Lorenzo had a hard time concealing his nervousness. Standing in front of a large room packed with Boeing employees in late March, the tall, lanky African American gang member described the arc of his life. At 22, he had spent nearly a third of his life incarcerated.
Peering out of his round, black-rimmed glasses, he talked about his seven months at Homeboy Industries (the largest gang reentry program in the country), and about how he had moved quickly from the janitorial team to become an assistant in the accounting department. "I used to steal money," he said. "Now I'm counting it."
I had the honor of witnessing Lorenzo's seven-month journey from convict to accounting assistant, watching as he became the young man God had in mind when he made him. But despite his remarkable turnaround and the many things he had to offer an employer, Lorenzo's prospects for finding a job outside our program were dim.
Opportunities for second chances are few for people like Lorenzo. Homeboy Industries is about the only game in town. Most employers just aren't willing to look beyond the dumbest or worst thing someone has done.
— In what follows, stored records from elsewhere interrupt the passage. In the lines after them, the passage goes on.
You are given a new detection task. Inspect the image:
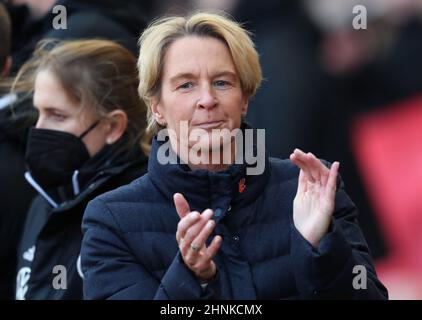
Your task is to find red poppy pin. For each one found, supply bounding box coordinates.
[238,178,246,193]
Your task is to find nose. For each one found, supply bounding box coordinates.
[196,86,217,110]
[35,115,45,129]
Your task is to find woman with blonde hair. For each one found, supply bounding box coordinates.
[13,39,148,299]
[81,12,387,300]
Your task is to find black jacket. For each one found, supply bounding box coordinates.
[81,136,388,299]
[15,139,148,300]
[8,0,149,72]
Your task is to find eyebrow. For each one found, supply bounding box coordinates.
[33,104,67,114]
[169,70,238,84]
[213,71,238,80]
[169,73,196,85]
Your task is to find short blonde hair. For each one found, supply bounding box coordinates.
[137,12,262,134]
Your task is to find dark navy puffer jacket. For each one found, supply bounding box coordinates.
[81,137,388,300]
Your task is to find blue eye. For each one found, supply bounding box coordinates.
[213,80,230,88]
[178,82,194,90]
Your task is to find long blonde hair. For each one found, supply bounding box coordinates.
[12,39,148,150]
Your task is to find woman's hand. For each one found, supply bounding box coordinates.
[173,193,222,282]
[290,149,340,248]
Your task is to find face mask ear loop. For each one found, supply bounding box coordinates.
[72,170,80,196]
[79,120,101,139]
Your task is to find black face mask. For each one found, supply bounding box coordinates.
[25,121,99,189]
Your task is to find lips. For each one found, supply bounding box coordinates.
[194,120,224,130]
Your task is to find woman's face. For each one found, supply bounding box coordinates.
[33,70,108,156]
[152,36,248,153]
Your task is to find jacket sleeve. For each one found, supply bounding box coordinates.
[289,174,389,299]
[81,198,219,300]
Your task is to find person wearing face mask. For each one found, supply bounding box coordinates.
[11,39,148,300]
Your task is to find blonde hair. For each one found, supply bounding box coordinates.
[12,39,148,150]
[137,12,262,134]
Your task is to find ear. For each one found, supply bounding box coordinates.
[1,56,12,78]
[104,109,128,144]
[151,97,166,126]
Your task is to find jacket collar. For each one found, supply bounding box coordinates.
[148,124,270,216]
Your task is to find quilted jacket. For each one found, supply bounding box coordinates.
[81,135,388,300]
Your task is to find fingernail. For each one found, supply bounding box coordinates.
[205,209,214,217]
[207,220,214,228]
[191,212,199,219]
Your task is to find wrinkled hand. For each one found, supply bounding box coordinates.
[174,193,222,282]
[290,149,340,248]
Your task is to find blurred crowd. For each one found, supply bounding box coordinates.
[1,0,422,299]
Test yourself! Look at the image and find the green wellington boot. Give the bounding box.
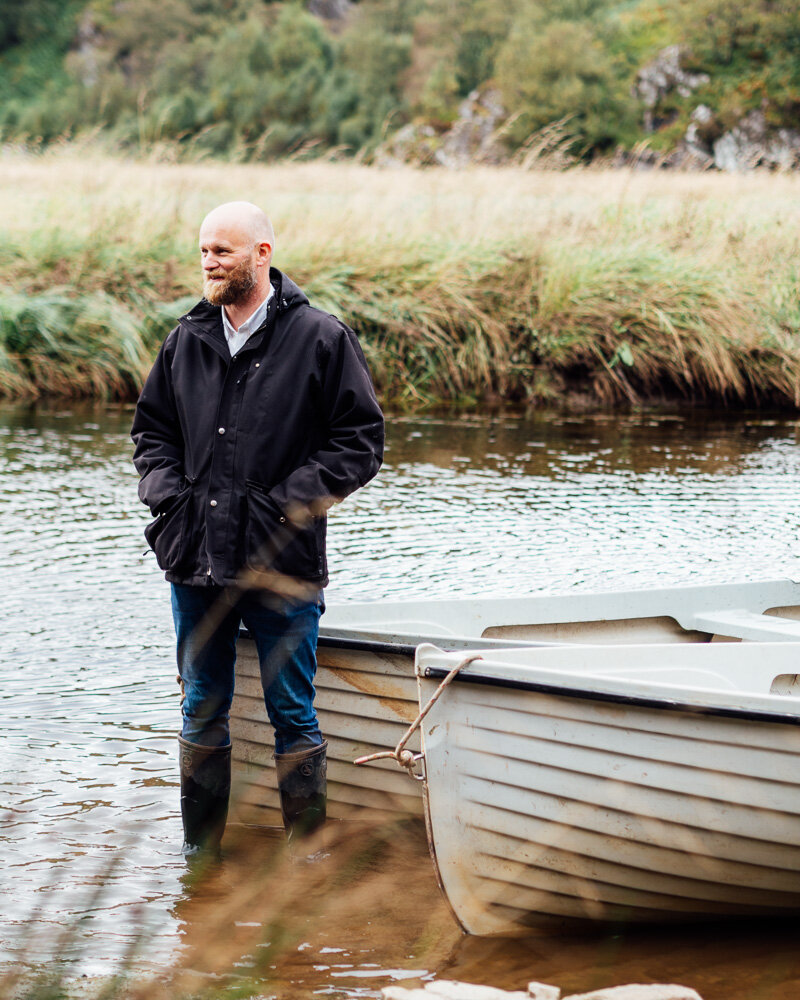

Another "homie" recently came to me for help after, for the third time, he was let go from a job because his employer had discovered he'd done five years in prison. He told me the boss said, "You're one of our best workers, but we have to let you go." Then, with a desperate sadness, the young man added: "Damn, G. No one told me I'd be getting a life sentence of no work."
The business of second chances is everybody's business. We lose our right to be surprised that California has the highest recidivism rate in the country if we refuse to hire folks who have taken responsibility for their crimes and have done their time.
Even in this alarming economic climate, where the pool of prospective employees is larger than ever, we need to find the moral imperative as a society to secure places in our workforce for those who just need a chance to prove themselves. This can't be the concern only of a large gang rehab center; it must also be part of our collective response to keep our streets safe and our communities healthy.
As a society, we come up lacking in many of the marks of compassion and wisdom by which we measure ourselves as civilized.
We are among the handful of countries that has difficulty distinguishing juveniles from adults where crime is concerned. We are convinced that if a child commits an adult crime, that kid is magically transformed into an adult. Consequently, we try juveniles as adults. We still execute people. And we belong to a small, exclusive club of countries that brands felons forever and denies them voting rights, access to employment and, sometimes, even housing.
Delegations from all over the world visit Homeboy Industries and scratch their heads as we tell them of our difficulty in placing our people in jobs after their time with us. Americans' seeming refusal to believe in a person's ability to redeem himself strikes these folks as foreign indeed.
Waiting for a piece of legislation or an elected official's change of heart would seem unwarranted. Instead, faith communities and networks of employers need to create a groundswell that will afford opportunity to a population long shut out and denied a chance at redemption. And because gang involvement has always been about a lethal absence of hope, making room in the workplace for those who have made mistakes could also make a big difference in our public safety. Such a movement could not be more timely, because jails and prisons in the state will soon begin to release large numbers of inmates to reduce prison crowding and save money.
The Boeing employees who witnessed Lorenzo's testimony knew instantly that they were in the presence of a young man who was a whole lot more than his rap sheet. But two weeks after his talk, Lorenzo was gunned down in a club — the 175th young person I've had to bury in my 25 years working with gang members. Tragically, his death came at the point in his life when Lorenzo had finally begun to imagine his future and not his funeral, though he knew that society's labels would limit him and weigh heavily.
The mark of our society as civilized will come when we embrace confidence in the power of redemption.
Gregory J. Boyle, a Jesuit priest, is executive director and founder of Homeboy Industries. He is the author of "Tattoos on the Heart: The Power of Boundless Compassion."